Tarım Bağ-Kur sigortalılığının temel koşulu 2926 sayılı Yasanın 2/1 ve 3/b maddelerinde belirtildiği gibi, tarımsal faaliyette bulunmaktır. Prim tevkifatına dayalı tespit davasında, salt ziraat odası ve kooperatif kaydı gibi belgelerin bulunması, davanın kabulü için yeterli değildir. Tarımsal faaliyetin sürdüğünün, faaliyete ilişkin olarak hangi tarımsal ürünlerin üretildiği, nereye satıldığı veya teslim edildiği gibi hususlar da somutlaştırılarak belirlenmelidir. Prim tevkifatı ve ürün tesliminin, iki yıla kadar olan süre dışında süreklilik arzettiği hallerde de, tarımsal faaliyetin sürekli olduğu kabul edilebilir.
Somut olayda, davacının 15/05/2014 tarihli tescil talebi ile 01/06/1995-28/02/2011 tarihleri arasında Tarım Bağ-Kur sigortalısı olarak tescil edildiği, 6552 sayılı Yasa kapsamında prim borçlarını yapılandırıp ödediği, 10/12/2014 tarihinde tahsis talep ettiği, davacının oda kaydının 28/02/2014 tarihli ziraat odası yönetim kurulu kararı ile geriye yönelik yapıldığı anlaşılması nedeniyle davacının bir kısım sigortalılığı iptal edilerek 01/06/1995-31/12/1996, 01/06/1999-31/12/2000 tarihleri arasında Tarım Bağ-kur sigortalısı olarak kabul edilip, tahsis talebinin reddedildiği, davacının teslim ettiği ürün bedellerinden 1995/5. ayında ve bunu takip eden 1996,1999 ve 2000 yıllarında prim kesintisi yapıldığı anlaşılmakla, davacının 01/01/1997-30/05/1999 tarihleri arasındaki talebinin reddi hatalı olmuştur.Yapılacak iş, davacının 01/01/1997-30/05/1999 tarihleri arasında 2926 sayılı Yasa kapsamında Tarım Bağ-Kur sigortalısı olduğunun tespitine karar verilerek yaşlılık aylığı şartlarını buna göre değerlendirmekten ibarettir.
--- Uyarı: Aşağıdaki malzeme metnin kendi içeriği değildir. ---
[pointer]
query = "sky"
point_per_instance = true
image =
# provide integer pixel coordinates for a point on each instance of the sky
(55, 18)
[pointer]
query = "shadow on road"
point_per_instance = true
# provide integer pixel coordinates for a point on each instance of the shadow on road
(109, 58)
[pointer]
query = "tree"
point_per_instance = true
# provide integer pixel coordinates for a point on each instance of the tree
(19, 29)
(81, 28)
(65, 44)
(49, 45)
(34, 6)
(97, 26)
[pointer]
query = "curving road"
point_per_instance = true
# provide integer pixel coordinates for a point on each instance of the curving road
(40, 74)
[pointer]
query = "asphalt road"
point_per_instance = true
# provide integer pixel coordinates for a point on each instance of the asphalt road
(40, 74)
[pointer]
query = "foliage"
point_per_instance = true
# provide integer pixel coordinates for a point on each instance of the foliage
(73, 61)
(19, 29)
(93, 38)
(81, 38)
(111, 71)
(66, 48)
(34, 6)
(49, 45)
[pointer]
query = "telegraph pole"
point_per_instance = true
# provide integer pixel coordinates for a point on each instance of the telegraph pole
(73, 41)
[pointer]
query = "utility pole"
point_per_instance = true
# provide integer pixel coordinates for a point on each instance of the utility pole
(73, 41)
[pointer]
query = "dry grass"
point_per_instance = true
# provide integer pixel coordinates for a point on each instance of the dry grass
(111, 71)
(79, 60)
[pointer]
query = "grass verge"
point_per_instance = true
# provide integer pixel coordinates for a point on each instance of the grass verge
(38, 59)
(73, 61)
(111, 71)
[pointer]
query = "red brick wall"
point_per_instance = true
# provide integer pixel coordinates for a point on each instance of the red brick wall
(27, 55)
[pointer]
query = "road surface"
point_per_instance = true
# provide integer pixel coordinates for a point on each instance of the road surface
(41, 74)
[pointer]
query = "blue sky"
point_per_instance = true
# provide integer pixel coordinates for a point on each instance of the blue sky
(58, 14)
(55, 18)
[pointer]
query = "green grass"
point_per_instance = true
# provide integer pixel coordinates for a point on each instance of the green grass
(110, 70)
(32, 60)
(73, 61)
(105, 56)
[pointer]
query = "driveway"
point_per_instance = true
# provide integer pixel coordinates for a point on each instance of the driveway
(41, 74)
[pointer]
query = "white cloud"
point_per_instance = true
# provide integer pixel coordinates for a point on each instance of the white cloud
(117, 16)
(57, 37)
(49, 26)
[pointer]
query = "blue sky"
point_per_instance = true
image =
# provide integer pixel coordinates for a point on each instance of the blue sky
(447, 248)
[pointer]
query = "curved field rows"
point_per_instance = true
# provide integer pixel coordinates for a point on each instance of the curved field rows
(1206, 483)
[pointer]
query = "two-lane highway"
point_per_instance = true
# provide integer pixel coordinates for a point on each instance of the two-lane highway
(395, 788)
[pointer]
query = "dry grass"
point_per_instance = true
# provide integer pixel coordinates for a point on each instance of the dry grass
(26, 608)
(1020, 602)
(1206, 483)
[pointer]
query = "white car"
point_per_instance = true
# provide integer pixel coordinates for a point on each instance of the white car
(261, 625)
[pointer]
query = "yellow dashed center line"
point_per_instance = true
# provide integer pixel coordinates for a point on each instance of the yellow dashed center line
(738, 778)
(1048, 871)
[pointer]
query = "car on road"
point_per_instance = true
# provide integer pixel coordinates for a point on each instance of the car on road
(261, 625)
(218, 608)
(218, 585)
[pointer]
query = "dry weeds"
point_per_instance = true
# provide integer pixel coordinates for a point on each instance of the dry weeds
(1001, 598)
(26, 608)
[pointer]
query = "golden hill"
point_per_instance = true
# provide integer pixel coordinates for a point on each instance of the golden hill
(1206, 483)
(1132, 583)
O halde, bu maddi ve hukuki olgular göz önünde bulundurulmaksızın, Bölge Adliye Mahkemesince davacı vekilinin istinaf başvurusunun esastan reddine karar verilmesi hatalı olup, davacı tarafından temyiz olunan Bölge Adliye Mahkemesi kararının, yukarıda yazılı sebepten dolayı ORTADAN KALDIRILMASI gerekmiştir.
G)SONUÇ :Temyiz olunan Bölge Adliye Mahkemesi kararının, yukarıda yazılı sebeplerden dolayı 6100 sayılı HMK"nun 373/1. maddeleri uyarınca (KALDIRILMASINA), ilk derece mahkemesi kararının yukarıda belirtilen nedenle (BOZULMASINA), dosyanın ilk derece mahkemesine, kararın bir örneğinin de Bölge Adliye Mahkemesine gönderilmesine, temyiz harcının istek halinde davacıya iadesine,19/03/2019 tarihinde oybirliğiyle karar verildi.